Cathedral’s Blue Christmas Service Offers Space for ConnectionJanuary 2, 2025 • Marti Pieper  • DIOCESAN FAMILY • LEADERSHIP • REACHING OUT

(L) Canon Patricia lifts the chalice high during the Cathedral’s Blue Christmas Eucharist. (R) Canon Gordon Sims, deacon, assists as Canon Patricia burns cards denoting each Blue Christmas service participant’s loss. | Photos: Michael J. Orlando

The Rev. Canon Patricia Orlando, canon priest for spiritual formation and pastoral care at the Cathedral Church of St. Luke, Orlando, knows about pain. Not only has she lost both of her parents in recent years, but like many of us, she has also experienced other deep losses.
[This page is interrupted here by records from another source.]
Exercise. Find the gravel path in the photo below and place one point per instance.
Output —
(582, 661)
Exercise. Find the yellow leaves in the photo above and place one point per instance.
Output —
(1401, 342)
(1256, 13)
But it was not her grief that drove her to create the Cathedral’s first annual Blue Christmas service in 2023, followed by a second Blue Christmas event on Dec. 19, 2024.

Instead, her desire to minister in this way grew out of her previous position as a hospice chaplain, where the Holy Spirit gave her a sudden insight after an encounter with a woman grieving the coming loss of her estranged father. As the daughter cried and screamed, Orlando listened quietly, allowing her to process her pain.

Canon Patricia prays during the Blue Christmas service. | Photo: Michael J. Orlando

“We need to be a space for people to take their pain and give it to God,” she said. “That’s the impetus: giving the space for that, for someone to be able to express their grief, whether they express it in screaming, or they express it in tears or they express it in silence, whatever it is – but not to have to comment on it or try to make it better,” she said.

That focus was reflected in St. Luke’s invitation to the Blue Christmas event:

For many people, Advent and Christmas bring thoughts of good times with family, friends, and loved ones. We are told this is the “most wonderful time of the year.” But for those who are experiencing or have experienced loss, grief, or hardship, the festive season can be particularly painful and isolating. The Cathedral Church of St. Luke is offering a service tradition where those of us in the community who find the holiday season painful or difficult are offered a space for prayerful care and compassion.

 
“We are grief deficient in America,” Orlando said. “We don’t know how to grieve. We’re afraid of it; we think that it shouldn’t be, somehow. And some people have experienced grief in a way where they have allowed others to shut it off, and this service could open it up for them.”

The grief addressed in the service doesn’t have to involve death, she explained. “There are many types of losses. It could be the loss of a job, the loss of a relationship, anything someone is grieving.”

Orlando planned the service to allow appropriate time for liturgy, reflection and prayer. “I do an invitation, a welcome and invitation at the beginning of the service,” she said. “When they come in, we give them empty cards, and I ask them to write their loss on a card and put it into the collection plate. And then we bring that plate full of loss and put it on the altar, and I cense it [perfuming it with the smoke of aromatic incense].

The cards denoting each loss are offered in sacrifice to God. Photo: Michael J. Orlando

The celebration of the Eucharist comes next, followed by an invitation to follow Orlando in silence out the back door of the sanctuary to the courtyard. With accompaniment by Cathedral musicians, she silently reads each statement of loss, then lights it before dropping it into a fire pot, offering it to God as a sacrifice.

The Blue Christmas service was not only well attended but “very healing for people,” she said. More than 50 came in 2023, with approximately 60 attending in 2024. “One woman didn’t want to come to the service last year because she thought it was going to be sad,” Orlando said. “She had lost her husband. But she came anyway, and this year, she came to me and said, ‘I need extra flyers because I have friends I want to invite. I know they’ll benefit from this.'”

In this way, the service is an outreach event, she explained. “It’s not ecumenical, so it’s not watered down, but it is gospel liturgy that offers living hope, and it’s open to our neighbors, to people who aren’t churched as well as for those who are churched.”

Orlando has been reading “Lead From the Heart” by Mark C. Crowley and said the Blue Christmas service is an example of heart-centered ministry. Of the churches who let the Episcopal Diocese of Central Florida know of their plans, St. Gabriel’s, Titusville; St. Mary of the Angels, Orlando; and St. Michael’s, Orlando, also offered Blue Christmas services this past December, and Orlando hopes to see this type of ministry grow. “I would hope that leaders would begin to discover the heart of people and begin to minister in that way, and not just through cognition,” she said. “Cognition is a part of our process, but it certainly is not everything.

“A lot of people believe that feelings are out of control, and we need to control the feelings,” she said. “Well, I would disagree. I would say our feelings of grief are a yearning for connection. People possess a deep need for connectedness. And by creating a Blue Christmas service, we give space for connection, a deep connection that people both within and outside the church yearn for and need in order to grow spiritually.”